Le 6 janvier 2011, la SA LA FRANCAISE DES JEUX proposait dans le cadre de son offre de paris sportifs différentes formules concernant notamment le match de football opposant les équipes italiennes de Frosinone et de Livourne.
Le 6 janvier 2011, à 8 h M. G. faisait l’acquisition de 52 reçus portant sur autant de mises de 100€, pariant sur la victoire de LIVOURNE suivant la formule de pari “ 1N2 handicap”. Ce pari affichait une cote de 4,20.

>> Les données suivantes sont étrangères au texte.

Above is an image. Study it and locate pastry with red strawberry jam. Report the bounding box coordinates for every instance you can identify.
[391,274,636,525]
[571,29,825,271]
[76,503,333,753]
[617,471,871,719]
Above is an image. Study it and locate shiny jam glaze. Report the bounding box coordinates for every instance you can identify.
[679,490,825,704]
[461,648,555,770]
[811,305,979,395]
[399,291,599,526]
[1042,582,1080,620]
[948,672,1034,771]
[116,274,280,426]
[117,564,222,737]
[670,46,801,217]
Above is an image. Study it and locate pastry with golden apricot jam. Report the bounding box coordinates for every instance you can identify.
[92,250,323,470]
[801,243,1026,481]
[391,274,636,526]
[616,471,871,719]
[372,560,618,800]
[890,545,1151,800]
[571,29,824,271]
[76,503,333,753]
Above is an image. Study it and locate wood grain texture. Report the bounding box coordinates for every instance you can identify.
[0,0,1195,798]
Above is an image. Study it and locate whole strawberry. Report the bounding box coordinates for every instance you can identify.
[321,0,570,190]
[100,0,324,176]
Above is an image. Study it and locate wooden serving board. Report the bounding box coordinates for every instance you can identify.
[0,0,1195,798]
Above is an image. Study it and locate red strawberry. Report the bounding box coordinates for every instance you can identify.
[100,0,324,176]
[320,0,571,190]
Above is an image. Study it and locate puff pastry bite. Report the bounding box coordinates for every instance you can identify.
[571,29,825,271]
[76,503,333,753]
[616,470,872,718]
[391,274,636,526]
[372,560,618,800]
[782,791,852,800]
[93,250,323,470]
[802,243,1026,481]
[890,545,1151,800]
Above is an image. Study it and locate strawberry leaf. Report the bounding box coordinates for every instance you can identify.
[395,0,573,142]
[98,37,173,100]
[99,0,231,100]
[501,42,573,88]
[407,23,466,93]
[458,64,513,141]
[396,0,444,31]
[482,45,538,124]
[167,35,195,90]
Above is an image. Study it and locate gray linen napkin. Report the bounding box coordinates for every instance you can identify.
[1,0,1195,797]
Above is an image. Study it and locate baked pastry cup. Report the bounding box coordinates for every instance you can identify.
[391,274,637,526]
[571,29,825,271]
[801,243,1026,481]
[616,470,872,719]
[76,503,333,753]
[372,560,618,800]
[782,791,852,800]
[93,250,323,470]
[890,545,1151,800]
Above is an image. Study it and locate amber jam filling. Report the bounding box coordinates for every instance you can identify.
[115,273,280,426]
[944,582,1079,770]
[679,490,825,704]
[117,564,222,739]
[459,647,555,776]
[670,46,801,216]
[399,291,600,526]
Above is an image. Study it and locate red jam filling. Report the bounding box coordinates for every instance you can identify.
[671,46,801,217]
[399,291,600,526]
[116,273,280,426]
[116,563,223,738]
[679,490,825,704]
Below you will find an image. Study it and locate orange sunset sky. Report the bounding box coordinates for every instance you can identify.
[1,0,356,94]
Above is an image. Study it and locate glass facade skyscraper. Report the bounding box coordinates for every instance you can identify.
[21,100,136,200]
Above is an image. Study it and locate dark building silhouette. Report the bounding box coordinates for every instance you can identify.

Le même jour, à 8h30, la SA LA FRANCAISE DES JEUX considérant qu’il existait pour ce jeu des comportements anormaux laissant craindre un risque de fraude par blanchiment d’argent, interrompait les prises de jeu vers 9 h et annulait les paris
déjà enregistrés le 7 janvier 2011 à 19h30, avant la rencontre sportive. Elle considérait alors que tous paris étaient gagnants et passaient leur côte à 1.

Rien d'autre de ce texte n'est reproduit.